There was nothing remarkable about the painting. It was typical of the artwork of the era. Tessa wouldn’t have given the canvas a second thought if several patrons hadn’t gasped and called attention to the fact that the girl in the painting resembled her. One had gone so far as to ask if she might have posed for the artist!
Scandalous!
This was 1903. That painting was done at the turn of the century, around a hundred years ago, at the social and economic beginning of the de cadent Regency period. Those times, and the people who lived then, had long since fascinated Tessa. The world had changed so much in a mere hundred years, but not enough to blur the edges between the classes. Boundaries still existed that could not be breached.
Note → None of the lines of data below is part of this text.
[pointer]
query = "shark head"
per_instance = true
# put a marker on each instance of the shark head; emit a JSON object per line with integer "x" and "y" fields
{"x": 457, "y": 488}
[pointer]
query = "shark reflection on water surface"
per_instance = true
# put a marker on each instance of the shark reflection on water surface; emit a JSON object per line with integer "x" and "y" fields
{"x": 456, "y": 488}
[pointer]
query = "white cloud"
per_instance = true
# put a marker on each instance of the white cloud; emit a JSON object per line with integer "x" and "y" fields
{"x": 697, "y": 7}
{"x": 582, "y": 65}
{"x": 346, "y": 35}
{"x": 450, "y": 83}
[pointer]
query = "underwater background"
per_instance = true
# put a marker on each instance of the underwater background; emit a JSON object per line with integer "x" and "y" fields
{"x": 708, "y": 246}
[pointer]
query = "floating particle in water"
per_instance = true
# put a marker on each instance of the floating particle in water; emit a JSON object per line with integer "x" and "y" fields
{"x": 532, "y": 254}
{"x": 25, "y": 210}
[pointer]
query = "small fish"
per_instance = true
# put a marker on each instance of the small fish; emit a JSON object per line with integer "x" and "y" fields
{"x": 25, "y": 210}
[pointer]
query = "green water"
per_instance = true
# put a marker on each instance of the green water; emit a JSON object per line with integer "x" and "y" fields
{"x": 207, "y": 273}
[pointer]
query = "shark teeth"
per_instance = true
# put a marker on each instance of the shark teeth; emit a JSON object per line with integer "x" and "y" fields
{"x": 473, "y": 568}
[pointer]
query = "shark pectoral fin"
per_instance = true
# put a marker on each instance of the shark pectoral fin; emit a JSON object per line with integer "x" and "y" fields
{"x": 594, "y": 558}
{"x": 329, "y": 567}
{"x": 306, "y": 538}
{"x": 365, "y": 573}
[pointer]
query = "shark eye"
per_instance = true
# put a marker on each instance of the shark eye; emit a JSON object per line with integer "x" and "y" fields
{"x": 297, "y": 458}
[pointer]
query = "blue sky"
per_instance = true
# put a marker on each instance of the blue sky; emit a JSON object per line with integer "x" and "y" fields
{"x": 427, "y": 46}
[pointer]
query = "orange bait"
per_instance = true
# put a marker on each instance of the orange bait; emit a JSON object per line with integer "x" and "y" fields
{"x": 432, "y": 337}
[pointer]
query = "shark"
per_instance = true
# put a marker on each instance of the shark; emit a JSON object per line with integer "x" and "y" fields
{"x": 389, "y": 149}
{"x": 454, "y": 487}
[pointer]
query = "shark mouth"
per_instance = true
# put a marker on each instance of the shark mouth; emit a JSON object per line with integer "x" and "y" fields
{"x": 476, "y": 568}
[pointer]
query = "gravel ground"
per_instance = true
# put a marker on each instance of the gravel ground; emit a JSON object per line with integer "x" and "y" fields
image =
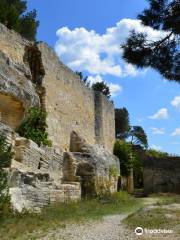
{"x": 110, "y": 228}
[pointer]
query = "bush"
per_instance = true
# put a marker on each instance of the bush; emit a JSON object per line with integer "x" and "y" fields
{"x": 5, "y": 161}
{"x": 34, "y": 127}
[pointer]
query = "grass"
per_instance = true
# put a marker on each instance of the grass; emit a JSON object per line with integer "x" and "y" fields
{"x": 21, "y": 226}
{"x": 167, "y": 198}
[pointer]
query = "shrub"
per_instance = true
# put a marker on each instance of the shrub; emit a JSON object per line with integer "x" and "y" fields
{"x": 5, "y": 160}
{"x": 34, "y": 127}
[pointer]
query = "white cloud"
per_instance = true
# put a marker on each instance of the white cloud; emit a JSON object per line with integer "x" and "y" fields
{"x": 84, "y": 50}
{"x": 156, "y": 147}
{"x": 176, "y": 102}
{"x": 157, "y": 130}
{"x": 176, "y": 132}
{"x": 161, "y": 114}
{"x": 114, "y": 88}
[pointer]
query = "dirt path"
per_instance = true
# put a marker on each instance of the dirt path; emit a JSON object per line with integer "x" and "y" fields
{"x": 110, "y": 228}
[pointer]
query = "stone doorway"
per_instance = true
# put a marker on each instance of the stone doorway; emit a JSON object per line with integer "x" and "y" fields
{"x": 86, "y": 173}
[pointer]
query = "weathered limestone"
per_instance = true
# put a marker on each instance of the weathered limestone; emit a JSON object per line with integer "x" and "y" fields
{"x": 161, "y": 174}
{"x": 94, "y": 165}
{"x": 32, "y": 75}
{"x": 17, "y": 92}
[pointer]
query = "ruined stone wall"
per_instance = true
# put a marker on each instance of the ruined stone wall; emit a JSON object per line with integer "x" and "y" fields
{"x": 31, "y": 75}
{"x": 17, "y": 92}
{"x": 162, "y": 175}
{"x": 70, "y": 105}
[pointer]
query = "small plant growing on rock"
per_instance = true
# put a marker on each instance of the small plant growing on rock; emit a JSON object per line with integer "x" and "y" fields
{"x": 5, "y": 161}
{"x": 34, "y": 127}
{"x": 113, "y": 172}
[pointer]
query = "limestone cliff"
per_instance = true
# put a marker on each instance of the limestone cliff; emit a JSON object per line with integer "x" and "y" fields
{"x": 80, "y": 125}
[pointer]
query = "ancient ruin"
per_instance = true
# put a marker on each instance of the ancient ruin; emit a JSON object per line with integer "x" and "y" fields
{"x": 80, "y": 125}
C. D. Gibson may have created an image of the new woman for a new century with his famed Gibson Girls, but some things would never change. Scullery maids still wore bombazine and threadbare faille for Sunday best, and mobcaps beneath their unadorned bonnets.
Tessa finished her tea and helped herself to a cheese biscuit besides, but she refused to continue the conversation. When Mrs. Atkins floated into the kitchen sometime later, her countenance no less scathing than the others, Tessa excused herself and went back to her chamber to fetch her cloak and bonnet. She would stop to feed the pigeons in the little gated park in the square, and by time she reached the gallery it would be open. She could relax there. She could escape, pretend she lived in that grand abbey in the painting. She could pretend
she had posed for the portrait of that bride from a different time. It was a pleasant fiction that lifted her out of the doldrums of her everyday existence, even though she wasn’t convinced of the likeness. Oh, the woman in the painting had her coloring, her long chestnut hair and eyes more violet than blue, but that woman was beautiful. Tessa had always considered herself plain.